Elinor Hanson, prestijli bir dergide yazma şansı yakalar. Genç kadın, baskıcı bir baba ve denizaşırı ülkelerde görev yaptığı sırada tanışıp evlendiği mesafeli bir Koreli anne tarafından büyütülmüştür. Evinden onlarca yıl uzakta kaldıktan sonra memleketine geri döndüğünde onu bambaşka bir manzara karşılar.
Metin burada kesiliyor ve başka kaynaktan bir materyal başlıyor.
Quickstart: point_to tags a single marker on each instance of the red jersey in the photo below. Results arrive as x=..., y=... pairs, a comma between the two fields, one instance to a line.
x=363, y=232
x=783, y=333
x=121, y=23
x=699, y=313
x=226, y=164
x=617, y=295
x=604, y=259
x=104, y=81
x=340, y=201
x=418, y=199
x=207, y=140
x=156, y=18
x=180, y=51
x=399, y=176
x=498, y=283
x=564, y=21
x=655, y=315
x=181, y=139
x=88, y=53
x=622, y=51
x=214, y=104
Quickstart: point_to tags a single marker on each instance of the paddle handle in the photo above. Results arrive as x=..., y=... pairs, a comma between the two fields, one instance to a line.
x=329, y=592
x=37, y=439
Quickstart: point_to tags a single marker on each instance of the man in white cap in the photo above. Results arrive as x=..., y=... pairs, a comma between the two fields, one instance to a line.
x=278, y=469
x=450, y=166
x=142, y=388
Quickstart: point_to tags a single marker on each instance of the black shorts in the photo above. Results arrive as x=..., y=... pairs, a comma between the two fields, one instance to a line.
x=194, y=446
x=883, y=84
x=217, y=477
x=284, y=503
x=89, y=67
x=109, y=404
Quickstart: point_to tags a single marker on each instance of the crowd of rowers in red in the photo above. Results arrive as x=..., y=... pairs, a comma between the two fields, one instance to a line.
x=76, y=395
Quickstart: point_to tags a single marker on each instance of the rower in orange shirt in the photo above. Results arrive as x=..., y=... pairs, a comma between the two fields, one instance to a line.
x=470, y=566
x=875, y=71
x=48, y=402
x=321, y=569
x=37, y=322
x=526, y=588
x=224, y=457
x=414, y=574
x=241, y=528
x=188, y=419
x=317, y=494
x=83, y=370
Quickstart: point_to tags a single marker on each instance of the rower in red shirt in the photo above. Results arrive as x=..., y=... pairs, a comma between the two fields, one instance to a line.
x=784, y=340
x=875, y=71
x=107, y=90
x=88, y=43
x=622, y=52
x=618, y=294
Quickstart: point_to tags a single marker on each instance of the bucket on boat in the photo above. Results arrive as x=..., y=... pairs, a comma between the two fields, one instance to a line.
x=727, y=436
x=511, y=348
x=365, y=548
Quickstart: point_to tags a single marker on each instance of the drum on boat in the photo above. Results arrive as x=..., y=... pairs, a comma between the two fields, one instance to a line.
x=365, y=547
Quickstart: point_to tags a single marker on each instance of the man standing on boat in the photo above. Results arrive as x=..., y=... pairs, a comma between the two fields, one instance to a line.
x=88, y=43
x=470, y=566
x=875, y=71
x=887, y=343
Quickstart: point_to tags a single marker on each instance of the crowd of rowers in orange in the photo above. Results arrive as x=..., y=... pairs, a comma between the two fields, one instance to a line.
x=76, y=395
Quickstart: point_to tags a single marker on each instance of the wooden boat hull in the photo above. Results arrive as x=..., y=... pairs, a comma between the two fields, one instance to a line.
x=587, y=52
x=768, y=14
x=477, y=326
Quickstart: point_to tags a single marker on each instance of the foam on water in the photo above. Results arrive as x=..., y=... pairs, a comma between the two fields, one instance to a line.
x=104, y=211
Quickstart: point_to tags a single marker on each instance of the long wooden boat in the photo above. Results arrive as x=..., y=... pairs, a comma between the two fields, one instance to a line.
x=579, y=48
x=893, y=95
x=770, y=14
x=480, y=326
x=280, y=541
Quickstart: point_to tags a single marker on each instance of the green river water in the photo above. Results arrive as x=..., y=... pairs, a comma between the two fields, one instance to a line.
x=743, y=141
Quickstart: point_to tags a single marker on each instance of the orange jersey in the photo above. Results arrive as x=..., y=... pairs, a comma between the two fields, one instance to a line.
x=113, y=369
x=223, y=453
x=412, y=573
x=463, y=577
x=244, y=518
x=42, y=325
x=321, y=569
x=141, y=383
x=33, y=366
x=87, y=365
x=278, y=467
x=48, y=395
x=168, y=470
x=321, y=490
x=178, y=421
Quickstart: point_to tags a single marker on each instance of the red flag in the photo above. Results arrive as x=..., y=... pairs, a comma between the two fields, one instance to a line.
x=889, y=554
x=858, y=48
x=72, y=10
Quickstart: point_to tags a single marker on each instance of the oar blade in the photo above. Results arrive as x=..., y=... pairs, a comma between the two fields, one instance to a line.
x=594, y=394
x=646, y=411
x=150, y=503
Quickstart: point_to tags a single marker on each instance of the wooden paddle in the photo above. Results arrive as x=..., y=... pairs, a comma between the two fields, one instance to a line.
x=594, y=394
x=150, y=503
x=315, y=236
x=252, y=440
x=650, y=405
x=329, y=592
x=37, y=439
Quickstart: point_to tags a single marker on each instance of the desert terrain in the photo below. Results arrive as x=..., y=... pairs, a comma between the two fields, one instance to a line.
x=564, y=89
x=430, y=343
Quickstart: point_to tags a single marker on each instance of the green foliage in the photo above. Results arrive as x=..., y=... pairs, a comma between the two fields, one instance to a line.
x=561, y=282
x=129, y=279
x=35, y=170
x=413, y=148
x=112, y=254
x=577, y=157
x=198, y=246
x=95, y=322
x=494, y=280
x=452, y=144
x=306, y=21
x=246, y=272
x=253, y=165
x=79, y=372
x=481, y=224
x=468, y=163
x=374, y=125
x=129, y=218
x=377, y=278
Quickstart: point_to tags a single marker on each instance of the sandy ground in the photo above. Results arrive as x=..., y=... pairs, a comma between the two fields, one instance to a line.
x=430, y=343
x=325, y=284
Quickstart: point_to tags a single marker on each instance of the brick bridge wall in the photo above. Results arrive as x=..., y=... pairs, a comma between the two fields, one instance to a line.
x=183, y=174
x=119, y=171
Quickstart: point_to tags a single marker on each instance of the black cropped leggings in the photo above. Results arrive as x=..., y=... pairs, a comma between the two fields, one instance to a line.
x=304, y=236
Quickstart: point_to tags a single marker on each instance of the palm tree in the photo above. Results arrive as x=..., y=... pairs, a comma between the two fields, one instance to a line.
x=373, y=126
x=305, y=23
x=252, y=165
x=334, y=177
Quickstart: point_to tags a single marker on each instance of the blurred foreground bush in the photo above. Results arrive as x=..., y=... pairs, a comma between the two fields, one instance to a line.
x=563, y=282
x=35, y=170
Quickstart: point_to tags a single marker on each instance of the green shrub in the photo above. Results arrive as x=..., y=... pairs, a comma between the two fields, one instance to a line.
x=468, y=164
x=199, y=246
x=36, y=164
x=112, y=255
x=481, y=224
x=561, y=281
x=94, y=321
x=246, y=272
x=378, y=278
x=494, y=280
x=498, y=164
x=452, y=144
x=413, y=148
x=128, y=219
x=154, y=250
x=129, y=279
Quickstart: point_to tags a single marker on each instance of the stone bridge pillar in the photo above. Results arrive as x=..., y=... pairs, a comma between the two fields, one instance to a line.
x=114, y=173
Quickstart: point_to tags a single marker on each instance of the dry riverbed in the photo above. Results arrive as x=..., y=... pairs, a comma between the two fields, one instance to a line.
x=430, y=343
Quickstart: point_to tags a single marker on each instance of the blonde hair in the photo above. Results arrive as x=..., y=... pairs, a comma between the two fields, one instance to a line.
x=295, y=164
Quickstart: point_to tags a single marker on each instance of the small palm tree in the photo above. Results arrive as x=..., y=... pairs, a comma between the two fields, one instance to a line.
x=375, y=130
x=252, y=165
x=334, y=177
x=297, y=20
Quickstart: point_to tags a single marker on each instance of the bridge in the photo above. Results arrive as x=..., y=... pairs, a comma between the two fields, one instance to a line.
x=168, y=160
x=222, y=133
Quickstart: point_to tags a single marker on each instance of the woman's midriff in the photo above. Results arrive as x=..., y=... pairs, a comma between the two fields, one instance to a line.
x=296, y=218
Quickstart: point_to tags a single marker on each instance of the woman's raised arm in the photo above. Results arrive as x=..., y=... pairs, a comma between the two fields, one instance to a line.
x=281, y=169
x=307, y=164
Elinor’un etrafı, parayı petrolde arayan işçiler ve değişen topluluklarından endişe duyan insanlarla çevrilidir. Hanson büyüdüğü topraklarda derin bir yabancılaşma ve keder duygusu yaşar. Kariyerini değiştirebilecek makale ile geçmişi iç içe geçer. Onu ve dünyaya bakışını sonsuza kadar etkileyecek rahatsız edici yeni gerçekler gün yüzüne çıkmaya başlar.
Hey Güzellik sade ve zarif bir anlatımla okura, etrafı çıkarlarla sarılmış bir topluluğun portresini sunuyor. Bir kadının güzel ama sıkıntılarla dolu bir ülkeye olan sevgisi ile öfkesini uzlaştırma çabasını dile getiriyor.